Oil demands balancing act


By Bart Chilton

Tribune News Service

There’s now a general framework agreement related to Iran’s nuclear program, the details of which are being negotiated, to ensure Iran doesn’t acquire nuclear weapons. A non-nuclear Iran is good. Concomitantly, part of the deal involves ending Iran’s oil sector sanctions — in place since 2011. It’s time to focus on that impact, which is more complicated and has a greater influence than many realize.

The world currently uses roughly 93 million oil barrels per day, yet 94 million barrels are produced. Iranian sanctions being lifted (as early as July) would dramatically increase their production, further exacerbating oil’s over-supply which has reduced prices from $107 a barrel last summer to around $50 now.
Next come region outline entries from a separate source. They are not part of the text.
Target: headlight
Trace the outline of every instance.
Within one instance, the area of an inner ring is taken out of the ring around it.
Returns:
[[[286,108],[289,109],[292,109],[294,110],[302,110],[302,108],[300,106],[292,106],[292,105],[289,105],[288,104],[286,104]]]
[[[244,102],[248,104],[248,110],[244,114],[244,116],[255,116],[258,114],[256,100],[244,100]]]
The Organization of Petroleum Exporting Countries produces roughly 40 percent of current supply. Russia and Venezuela, both in serious economic distress, are generating 9.7 million (10 percent to 11 percent), and 2.1 million barrels a day, respectively. Brazil produces 2.4, Canada 3.6 and the United States currently at 9.4 million barrels a day — the most ever.

On demand not much change is anticipated, with no increased consumption expected in the European Union or China. With sanctions lifted, Iran could quickly add 300,000-plus barrels a day, perhaps reducing the per-barrel price $3 to $5. Longer term, conceivably in 2016, exports could surge radically to as much as 4 million barrels per day, which could reduce prices by another $15.

For our economy, low oil prices mean low gas prices (average regular gas is around $2.42 per gallon). That’s good, not just for consumers but for our diversified economy. Think of the things transported that cost less — foods, building and manufacturing materials and other goods. Sectors like transportation, construction and autos will benefit, even tourism. Families, saving $700 this year due to low prices, may get their motors running and head out on the highway!

Oil shale production

The flip side: Remaining profitable will be rough for some energy firms. Larger varied-product companies will be, generally, OK. Heck, some produce chemicals and plastic products that benefit from cheaper oil. Conversely, two sector segments are already experiencing problems. One: newer drillers and related businesses involved in upper Plains states’ oil shale production; and two: renewable fuels companies that were money-makers, but are having a tougher time now.

The challenging balancing act that needs to be reached on oil supply, demand and the resultant prices is multifaceted, at best. What we know is that oil is a global commodity like none ever witnessed. It bears scrutiny because it can impact us in countless ways.

Former U.S. Trading Commissioner Bart Chilton is a senior policy advisor at the global law firm DLA Piper. Distributed by Tribune Content Agency, LLC.